Martin Hagen, Spitzenkandidat der FDP Bayern, gab bei dieser Gelegenheit folgendes Statement ab:

„Mit unserer Aktion wollen wir darauf aufmerksam machen, dass die Ladenschlussregelung in Bayern immer weniger mit der Lebensrealität der Bürgerinnen und Bürgern zu tun hat.“

 Die CSU ist der Totengräber des Einzelhandels in Bayern!
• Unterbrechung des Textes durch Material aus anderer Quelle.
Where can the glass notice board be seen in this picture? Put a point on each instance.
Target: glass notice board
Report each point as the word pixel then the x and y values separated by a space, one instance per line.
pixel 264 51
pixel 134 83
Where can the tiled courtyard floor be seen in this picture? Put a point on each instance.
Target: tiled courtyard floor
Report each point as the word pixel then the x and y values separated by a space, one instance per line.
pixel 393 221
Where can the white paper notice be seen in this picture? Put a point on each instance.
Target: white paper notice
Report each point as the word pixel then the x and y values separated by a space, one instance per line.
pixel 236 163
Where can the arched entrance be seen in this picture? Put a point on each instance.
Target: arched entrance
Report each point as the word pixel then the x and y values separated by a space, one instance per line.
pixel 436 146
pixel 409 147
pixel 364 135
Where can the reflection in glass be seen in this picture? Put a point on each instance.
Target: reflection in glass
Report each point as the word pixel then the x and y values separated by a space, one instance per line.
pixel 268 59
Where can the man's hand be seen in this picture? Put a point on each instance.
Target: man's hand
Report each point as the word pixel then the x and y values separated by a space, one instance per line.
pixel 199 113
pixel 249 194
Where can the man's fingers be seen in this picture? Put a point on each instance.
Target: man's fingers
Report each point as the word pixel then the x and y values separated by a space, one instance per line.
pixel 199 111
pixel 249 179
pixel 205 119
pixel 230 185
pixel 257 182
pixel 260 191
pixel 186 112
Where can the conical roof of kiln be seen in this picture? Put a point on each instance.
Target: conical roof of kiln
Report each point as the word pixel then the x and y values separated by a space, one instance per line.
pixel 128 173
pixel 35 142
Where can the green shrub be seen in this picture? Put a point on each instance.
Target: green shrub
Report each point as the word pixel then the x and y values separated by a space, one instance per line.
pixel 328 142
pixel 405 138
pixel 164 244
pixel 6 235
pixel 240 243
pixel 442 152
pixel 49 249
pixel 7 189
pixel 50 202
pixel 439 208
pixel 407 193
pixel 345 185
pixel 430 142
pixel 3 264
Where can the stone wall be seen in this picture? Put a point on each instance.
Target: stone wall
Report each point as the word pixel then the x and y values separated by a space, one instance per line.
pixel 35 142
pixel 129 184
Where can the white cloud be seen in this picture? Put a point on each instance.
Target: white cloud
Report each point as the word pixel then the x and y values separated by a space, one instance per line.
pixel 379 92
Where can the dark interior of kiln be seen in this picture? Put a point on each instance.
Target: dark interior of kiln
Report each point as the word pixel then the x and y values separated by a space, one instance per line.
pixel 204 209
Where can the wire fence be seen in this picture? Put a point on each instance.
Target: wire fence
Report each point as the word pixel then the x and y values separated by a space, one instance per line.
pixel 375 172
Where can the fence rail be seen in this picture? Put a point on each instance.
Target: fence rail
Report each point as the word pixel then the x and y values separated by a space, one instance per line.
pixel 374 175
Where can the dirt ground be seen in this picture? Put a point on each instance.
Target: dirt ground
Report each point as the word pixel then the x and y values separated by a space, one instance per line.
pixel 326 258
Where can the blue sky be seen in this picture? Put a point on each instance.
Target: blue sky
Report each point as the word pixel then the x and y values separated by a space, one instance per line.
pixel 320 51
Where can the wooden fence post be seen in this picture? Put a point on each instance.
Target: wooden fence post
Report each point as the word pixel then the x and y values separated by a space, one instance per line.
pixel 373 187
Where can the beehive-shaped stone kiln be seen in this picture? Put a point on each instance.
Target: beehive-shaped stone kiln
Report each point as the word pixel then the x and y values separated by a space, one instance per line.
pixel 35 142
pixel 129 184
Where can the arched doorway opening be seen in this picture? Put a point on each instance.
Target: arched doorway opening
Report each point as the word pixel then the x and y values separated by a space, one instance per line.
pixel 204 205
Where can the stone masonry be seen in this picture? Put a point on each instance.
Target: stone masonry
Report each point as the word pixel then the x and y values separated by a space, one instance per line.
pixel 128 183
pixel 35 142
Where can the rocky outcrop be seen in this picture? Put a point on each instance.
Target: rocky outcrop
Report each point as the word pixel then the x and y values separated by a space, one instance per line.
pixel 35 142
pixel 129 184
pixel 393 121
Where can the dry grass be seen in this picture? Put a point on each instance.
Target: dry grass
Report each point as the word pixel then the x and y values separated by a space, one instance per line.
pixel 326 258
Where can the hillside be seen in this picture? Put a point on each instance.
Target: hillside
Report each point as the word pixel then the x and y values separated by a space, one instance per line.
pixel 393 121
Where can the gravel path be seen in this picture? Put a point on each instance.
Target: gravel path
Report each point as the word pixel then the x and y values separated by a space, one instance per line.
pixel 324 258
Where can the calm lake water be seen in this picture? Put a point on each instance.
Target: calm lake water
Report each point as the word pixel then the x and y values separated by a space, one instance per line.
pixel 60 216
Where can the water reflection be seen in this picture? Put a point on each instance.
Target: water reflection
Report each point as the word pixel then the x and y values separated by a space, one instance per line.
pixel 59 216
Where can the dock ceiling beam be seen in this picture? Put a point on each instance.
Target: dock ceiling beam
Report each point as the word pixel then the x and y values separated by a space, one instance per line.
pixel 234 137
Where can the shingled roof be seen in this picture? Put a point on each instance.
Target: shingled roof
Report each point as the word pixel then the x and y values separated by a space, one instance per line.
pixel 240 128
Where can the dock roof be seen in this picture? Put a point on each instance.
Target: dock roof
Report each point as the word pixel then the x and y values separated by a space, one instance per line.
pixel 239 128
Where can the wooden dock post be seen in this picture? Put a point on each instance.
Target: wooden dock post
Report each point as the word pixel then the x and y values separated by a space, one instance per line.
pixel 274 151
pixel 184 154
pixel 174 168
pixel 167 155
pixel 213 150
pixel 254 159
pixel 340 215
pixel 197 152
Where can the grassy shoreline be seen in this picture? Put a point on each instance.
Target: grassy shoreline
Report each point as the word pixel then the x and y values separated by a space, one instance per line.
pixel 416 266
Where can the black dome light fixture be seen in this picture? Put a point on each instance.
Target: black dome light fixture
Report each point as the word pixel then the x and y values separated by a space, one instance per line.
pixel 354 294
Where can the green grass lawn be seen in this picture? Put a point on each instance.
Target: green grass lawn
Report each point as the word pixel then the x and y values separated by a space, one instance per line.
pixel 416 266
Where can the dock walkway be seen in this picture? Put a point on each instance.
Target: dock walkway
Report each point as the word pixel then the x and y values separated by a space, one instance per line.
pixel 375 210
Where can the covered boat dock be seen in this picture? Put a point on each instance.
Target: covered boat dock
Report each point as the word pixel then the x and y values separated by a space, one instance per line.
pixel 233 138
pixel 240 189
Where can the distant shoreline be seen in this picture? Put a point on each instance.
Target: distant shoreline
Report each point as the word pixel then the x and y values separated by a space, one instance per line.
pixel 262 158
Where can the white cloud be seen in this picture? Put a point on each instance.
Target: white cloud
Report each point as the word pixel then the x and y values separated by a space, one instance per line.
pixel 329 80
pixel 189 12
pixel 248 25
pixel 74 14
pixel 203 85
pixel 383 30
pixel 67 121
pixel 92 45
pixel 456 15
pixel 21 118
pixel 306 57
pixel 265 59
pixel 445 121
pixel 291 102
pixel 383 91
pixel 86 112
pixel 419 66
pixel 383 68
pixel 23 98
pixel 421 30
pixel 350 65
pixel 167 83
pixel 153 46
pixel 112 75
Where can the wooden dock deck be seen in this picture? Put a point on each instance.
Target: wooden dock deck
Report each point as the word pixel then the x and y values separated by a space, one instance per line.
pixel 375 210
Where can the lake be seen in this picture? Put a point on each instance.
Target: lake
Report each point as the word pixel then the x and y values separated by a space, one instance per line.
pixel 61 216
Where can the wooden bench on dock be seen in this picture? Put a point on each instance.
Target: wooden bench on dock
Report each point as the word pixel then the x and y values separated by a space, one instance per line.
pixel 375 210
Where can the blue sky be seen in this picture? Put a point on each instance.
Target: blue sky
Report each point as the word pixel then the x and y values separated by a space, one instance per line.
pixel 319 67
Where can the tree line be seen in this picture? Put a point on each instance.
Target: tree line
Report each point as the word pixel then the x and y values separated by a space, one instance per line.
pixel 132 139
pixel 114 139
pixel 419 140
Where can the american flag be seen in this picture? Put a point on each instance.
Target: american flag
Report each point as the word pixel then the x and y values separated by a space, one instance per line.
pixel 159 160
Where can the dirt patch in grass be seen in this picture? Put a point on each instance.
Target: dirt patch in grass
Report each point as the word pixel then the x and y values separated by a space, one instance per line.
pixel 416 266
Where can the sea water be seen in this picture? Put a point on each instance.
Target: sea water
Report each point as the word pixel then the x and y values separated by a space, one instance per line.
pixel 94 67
 Hagen sieht durch die CSU-Politik besonders die Zukunft von kleineren Mittelstandsunternehmen gefährdet: „Die Erfahrungen aus anderen Bundesländern zeigen, dass liberale Ladenschlussregeln in den Städten insbesondere kleinen inhabergeführten ‚Spätis‘ eine Marktnische eröffnen, während sie im ländlichen Raum gar nicht ausgeschöpft werden. Hier in Bayern hat die CSU in Zeiten von Online-Handel weitestgehend verschlafen, die Zukunft dieser Kleinunternehmer zu sichern.“

Hagen gibt folgenden Anstoß: „Wir stellen uns ein Gesetz vor, dass es den Händlern ermöglicht, anhand der Wünsche ihrer Kunden selbst zu entscheiden, wann sie geöffnet haben. Die CSU bremst bei der Modernisierung und viele Menschen können nicht flexibel einkaufen gehen, obwohl sie beruflich darauf angewiesen wären. Wir brauchen uns nicht wundern, wenn die Leute immer mehr online bestellen.“

„Wo Nachfrage besteht, soll sich der Staat nicht zwischen Händler und Konsument stellen“, fasst Hagen schließlich zusammen.